KARDEŞİM 'e
Gözlerinde sevdanın ocakları tüterdi
Ilıman bir mevsimdi kahverengi bakışın
O bizim bahçemizin dikenli gülü idi. O dikenlerini bize, güzel kokularını kadife tenini cemaatine layık gören, her zaman "o mu benim ağabeyimdi ben mi onun ?" diye düşündüğüm, kardeşim.
Yüzyıllar geçse de hazineler kıymetlerinden bir şey kaybeder mi?
O her gün içerisine binlerce altın dökülen bir hazine gibi inancını ve ihlâsını çoğaltarak yürüdü
Sevdasını açan erik çiçekleri gibi taze tutarak ve muhakkak meyve vereceğini haykırarak yürüdü.
O muhacirlerin ensarileri,ensarilerin muhacirleri sevdiği gibi ve hatta onların bir birlerine bağlandığı gibi yüreğinin en derininde ve en kavi yerinde,dermanı tükenen güreşçilerin pes etmesi gibi arkadaşlarının ağabeylerinin sevgisine tuş oldu,teslim oldu.
Onun bağlılığı, teslimiyeti ve bu hal üzre verdiği sözleri ve ahitleri "o saadet zamanlarının " parıldayan nurlarından bizim hanemize düşen billur akisleriydi.
Büyük Tahir "Soygun çetesi kursa hiç düşünmem katılırım" diyen yüreğin, ağabeyine olan güveni, sadakati, teslimiyeti, inancı...
"Cemal Ağabey canımı istesin vereyim" dediğindeki dürüstlüğü ve kararlılığı.
"Hüseyin Yerinde için adam vururum" dediğinde bir an bile tereddüt etmeden dediğini yapabilecek kadar kardeşine olan bağlılığı, tavrı...
"Bünyamin kardeşimdir" derken yaralı kalbinde dağlayarak çizdiği kardeş resmini...
"Kara Murat gittikçe kararıyor mu ?"
"Eğer bu söylediklerin hakikatse bu kara adam cennetteki kaçıncı kara adam olacak kim bilir dediğimde ,"İnşallah" derken gözlerindeki sevinci...
Ve Tahir, İsmail, Enes, Hakan, Sivaslı iyi adam, Has kardeşler, Kia İbrahim, Özkan…
“Cafer Doğan ve Engin.

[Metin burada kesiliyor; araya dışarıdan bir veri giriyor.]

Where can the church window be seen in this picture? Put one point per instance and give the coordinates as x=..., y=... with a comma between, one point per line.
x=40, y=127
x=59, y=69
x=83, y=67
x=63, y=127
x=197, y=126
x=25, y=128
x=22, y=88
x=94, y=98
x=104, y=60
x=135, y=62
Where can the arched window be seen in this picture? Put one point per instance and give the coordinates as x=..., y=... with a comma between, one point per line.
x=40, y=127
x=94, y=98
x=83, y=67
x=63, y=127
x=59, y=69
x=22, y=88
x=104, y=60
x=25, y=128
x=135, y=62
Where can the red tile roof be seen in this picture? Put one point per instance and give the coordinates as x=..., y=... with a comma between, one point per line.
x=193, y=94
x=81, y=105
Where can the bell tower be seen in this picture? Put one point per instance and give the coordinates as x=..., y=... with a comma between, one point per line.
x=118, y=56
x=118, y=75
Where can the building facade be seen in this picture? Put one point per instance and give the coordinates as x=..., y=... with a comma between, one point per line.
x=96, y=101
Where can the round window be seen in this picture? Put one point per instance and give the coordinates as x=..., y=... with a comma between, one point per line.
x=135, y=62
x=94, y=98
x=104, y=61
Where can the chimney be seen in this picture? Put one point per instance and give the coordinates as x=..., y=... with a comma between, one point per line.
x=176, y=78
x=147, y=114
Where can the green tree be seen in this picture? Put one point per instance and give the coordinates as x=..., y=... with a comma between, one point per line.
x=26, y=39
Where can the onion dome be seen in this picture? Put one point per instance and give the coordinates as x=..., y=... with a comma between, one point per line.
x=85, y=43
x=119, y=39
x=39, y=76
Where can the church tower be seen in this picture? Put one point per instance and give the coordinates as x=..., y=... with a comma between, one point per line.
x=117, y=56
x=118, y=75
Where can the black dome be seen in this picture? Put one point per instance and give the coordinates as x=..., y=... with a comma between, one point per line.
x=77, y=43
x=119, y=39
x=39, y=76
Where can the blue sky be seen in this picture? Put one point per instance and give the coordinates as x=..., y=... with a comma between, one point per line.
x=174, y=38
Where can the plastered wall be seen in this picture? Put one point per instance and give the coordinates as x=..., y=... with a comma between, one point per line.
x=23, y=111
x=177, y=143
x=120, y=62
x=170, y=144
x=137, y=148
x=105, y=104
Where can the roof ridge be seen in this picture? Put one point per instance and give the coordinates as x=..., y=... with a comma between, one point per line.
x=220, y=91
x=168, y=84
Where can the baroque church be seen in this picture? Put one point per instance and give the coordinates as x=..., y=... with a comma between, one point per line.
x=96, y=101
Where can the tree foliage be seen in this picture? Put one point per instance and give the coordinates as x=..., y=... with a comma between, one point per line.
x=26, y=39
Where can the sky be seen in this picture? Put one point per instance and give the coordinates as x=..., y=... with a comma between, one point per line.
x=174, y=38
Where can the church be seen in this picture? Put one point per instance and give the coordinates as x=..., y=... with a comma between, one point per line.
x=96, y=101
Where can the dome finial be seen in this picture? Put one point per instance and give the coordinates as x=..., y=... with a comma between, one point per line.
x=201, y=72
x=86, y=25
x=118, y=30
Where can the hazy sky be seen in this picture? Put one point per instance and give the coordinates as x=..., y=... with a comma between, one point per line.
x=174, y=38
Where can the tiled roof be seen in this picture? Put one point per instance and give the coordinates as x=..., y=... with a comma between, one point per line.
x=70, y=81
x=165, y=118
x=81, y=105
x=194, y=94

Muhammet Kuvaş ,kaç kardeşiniz var geride sizi hatırlayacak?
Arkanızı gönül rahatlığıyla dönebileceğiniz kaç kişi var?
Kaç kişi "haydi" dediğinizde size "Nereye?" diye sormadan yanınızda yürüyebilir.
Kaç kişi "öleceksek abdest alalım" diyerek sizi hayatından daha değerli sayabilir?
Kaç yiğit “Mehmet ağabey desin ölüme giderim bir saniye tereddüt etmeden” diyebilir?
Kaç arkadaş var Tahir için, İsmail için, Hakan için… sizin için canını verirken arkada kalanları bir an olsun düşünmeyecek?
Kaç Ammar abi var ellerinden sıkıca tutulacak!
Kaç Fesih ağabey sayabilirsiniz?
Kaç Mehmet Güney bulabilirsiniz gönül adamı?
Kaç Bahattin Yıldız vardır yüreklerimize adı kazınmış?
Kaç espiriniz kaldı koridorlarda tebessümlere hayat veren?
Siz!
Hepiniz!
Hayran ve hayret dolu bakışlarımızın gölgesinde bize “Muhacirler ile Ensarilerin” kardeşliğini yirmi beş yıla yayılan bir dizi film gibi seyrettirdiniz.
O sizden, siz ondan.
Hepiniz Adnan.
Hepiniz Muhammed kokularıyla estiniz yetim yüreklere.